When used with testosterone replacement therapy, hCG can help to keep the body producing testosterone which helps maintain testicular size and function, even when exogenous testosterone is present. It essentially tricks the brain into thinking that there is a need for more testosterone and prevents it from shutting down production.
This is particularly important since it has been shown that FSH cannot maintain testosterone production on its own in men with low levels of testosterone; LH is required for this. 
Note: hCG injections are administered intramuscularly (through the muscle), so they cannot be bought without a prescription. If you have concerns about testicular atrophy, speak with your physician to get more information and acquire a valid prescription.
Method of Administration
Another way to prevent testicular atrophy is to switch the methods of administration (i.e. from injection to gel).
A study discovered that those who received testosterone injections were more likely to experience testicular atrophy when compared with patients who applied testosterone ointment.  Therefore, if you have any concerns about testicular atrophy, it may be best to discuss other ways to administer testosterone.
Is Testosterone Replacement Therapy right for You?

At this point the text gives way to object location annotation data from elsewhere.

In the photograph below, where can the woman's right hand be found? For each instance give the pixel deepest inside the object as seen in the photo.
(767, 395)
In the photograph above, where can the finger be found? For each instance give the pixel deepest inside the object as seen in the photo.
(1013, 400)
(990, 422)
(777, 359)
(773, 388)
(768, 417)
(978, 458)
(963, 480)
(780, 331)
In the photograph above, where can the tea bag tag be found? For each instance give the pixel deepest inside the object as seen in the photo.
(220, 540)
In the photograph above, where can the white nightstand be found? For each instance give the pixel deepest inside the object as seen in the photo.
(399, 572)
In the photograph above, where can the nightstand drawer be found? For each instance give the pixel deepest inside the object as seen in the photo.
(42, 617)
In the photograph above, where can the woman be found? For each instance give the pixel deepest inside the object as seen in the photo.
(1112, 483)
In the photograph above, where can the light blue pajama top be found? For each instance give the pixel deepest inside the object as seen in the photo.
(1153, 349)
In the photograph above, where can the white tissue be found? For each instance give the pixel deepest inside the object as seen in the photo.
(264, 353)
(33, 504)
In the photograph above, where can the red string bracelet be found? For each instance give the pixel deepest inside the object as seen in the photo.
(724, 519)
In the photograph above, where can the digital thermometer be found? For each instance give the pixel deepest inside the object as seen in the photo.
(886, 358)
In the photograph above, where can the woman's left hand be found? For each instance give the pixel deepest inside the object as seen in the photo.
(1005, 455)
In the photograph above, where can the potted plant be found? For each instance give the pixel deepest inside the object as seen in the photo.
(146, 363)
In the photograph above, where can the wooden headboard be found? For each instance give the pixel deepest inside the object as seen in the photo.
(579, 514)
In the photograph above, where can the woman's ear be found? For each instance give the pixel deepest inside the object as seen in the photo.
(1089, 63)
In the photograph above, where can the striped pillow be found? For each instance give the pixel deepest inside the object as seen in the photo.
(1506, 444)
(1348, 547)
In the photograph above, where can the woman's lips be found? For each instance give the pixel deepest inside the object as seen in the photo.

Testosterone replacement therapy has become one of the most effective treatments for late-onset of hypogonadism (LOH), or andropause. LOH is a medical condition characterized by a gradual decline in testosterone levels as you age. It affects an estimated 38% of American men aged 40 and older .
When your body is running low on testosterone, it is very similar to what happens when your body is deficient in other hormones – things just don’t work as well as they should. Like a car running low on oil, your body begins to break down. This can manifest in a variety of ways, but the most common signs of “low T” are fatigue, low libido, loss of muscle mass, difficulty concentrating, and decreased semen volume. But, once you start testosterone replacement therapy, you can expect these symptoms to slowly fade away.
Ultimately, it is the decision of you and your doctor to understand the risks and benefits of therapy before starting. And, if you do start TRT and have concerns about testicular atrophy, be sure to discuss it with your doctor. This is a lifelong treatment and you want to make sure you are as comfortable and informed as possible.